- Dingle ward within Liverpool
- Population: 7,842 (2023 electorate)
- Metropolitan borough: City of Liverpool;
- Metropolitan county: Merseyside;
- Region: North West;
- Country: England
- Sovereign state: United Kingdom
- UK Parliament: Liverpool Riverside;
- Councillors: Sarah Doyle (Labour Party); Steve Munby (Labour Party);

= Dingle (Liverpool ward) =

Electoral division in England

Dingle ward is an electoral division of Liverpool City Council centred on the Dingle area of the city. It was created in 1895 from part of the previous Toxteth Park ward where three councillors were elected. Its boundaries were changed in 1953, 1973, 1980 before being dissolved in 2004 where it was split into the new Riverside and St Michael's wards.

The ward was recreated in 2023 following a review by the Local Government Boundary Commission for England which decided that the existing 30 wards each represented by three Councillors should be replaced by 64 wards represented by 85 councillors with varying representation by one, two or three councillors per ward. The Dingle ward was reinstated as a two-member ward from the southern portions of the former Riverside ward and a small part of the former Princes Park ward. The new ward is represented by two councillors. The ward contains the Florence Institute and High Park Reservoir

==Councillors==

Election: Councillor; Councillor; Councillor
2004 - 2022 WARD DISESTABLISHED
2023: Sarah Doyle (Lab); Steve Munby (Lab)

 indicates seat up for re-election after boundary changes.

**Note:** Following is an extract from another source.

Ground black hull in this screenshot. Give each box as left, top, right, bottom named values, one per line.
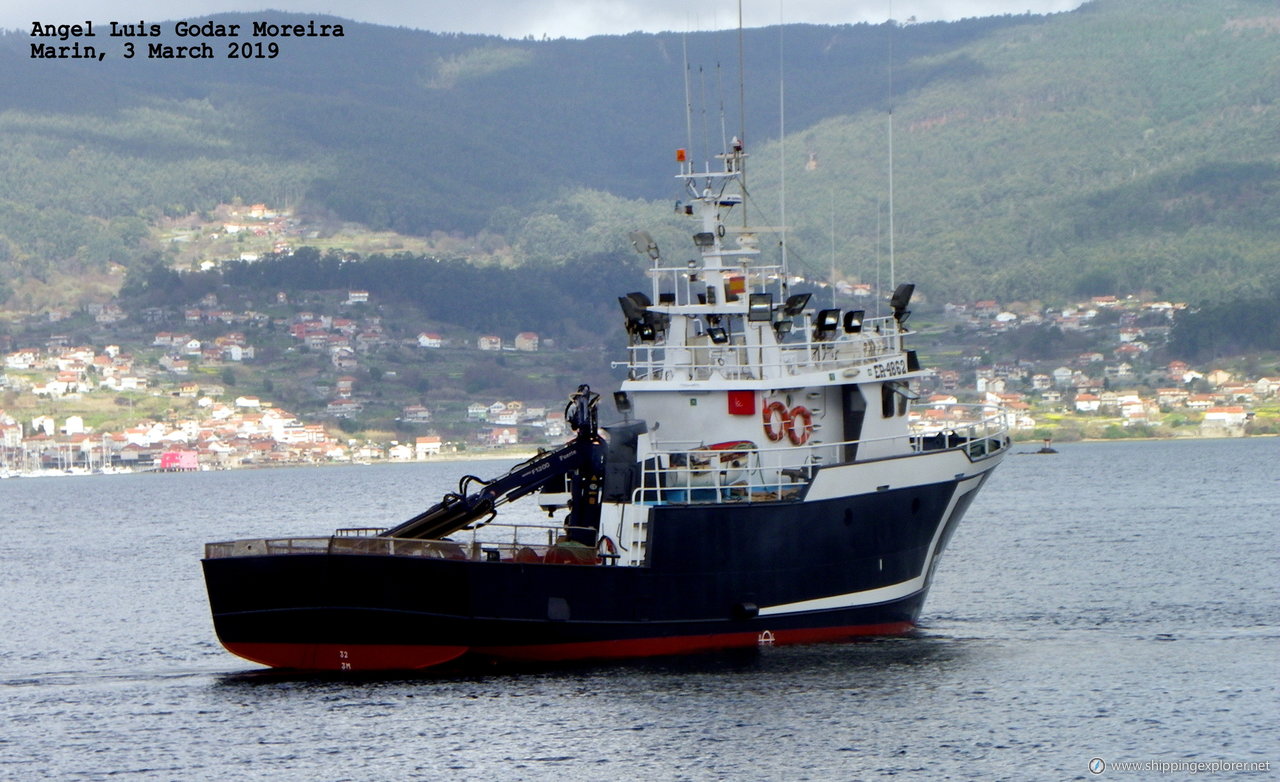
left=203, top=479, right=981, bottom=670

 indicates seat up for re-election.

 indicates change in affiliation.

 indicates seat up for re-election after casual vacancy.

==Election results==
===Elections of the 2020s===

4th May 2023
| Party |  | Candidate | Votes | % | ±% |
|  | Labour | Sarah Doyle^{§} | 1,317 | 38.79 |  |
|  | Labour | Steve Munby^{§} | 1,298 | 38.23 |  |
|  | Green | Anna Corkill | 376 | 11.08 |  |
|  | Green | Kevin Alan Hill | 207 | 6.10 |  |
|  | Liberal Democrats | Peter Joseph Rainford | 122 | 3.59 |  |
|  | Conservative | Margaret Shepherd Crichton | 75 | 2.21 |  |
| Majority |  |  | 941 |  |  |
| Turnout |  |  |  |  |  |
| Rejected ballots |  |  | 20 |  |  |
| Total ballots |  |  |  |  |
| Registered electors |  |  | 7,842 |  |  |
|  | Labour win (new seat) |  |  |  |  |
|  | Labour win (new seat) |  |  |  |  |

^{§}Sarah Doyle and Steve Munby were re-standing councillors for the former Riverside ward.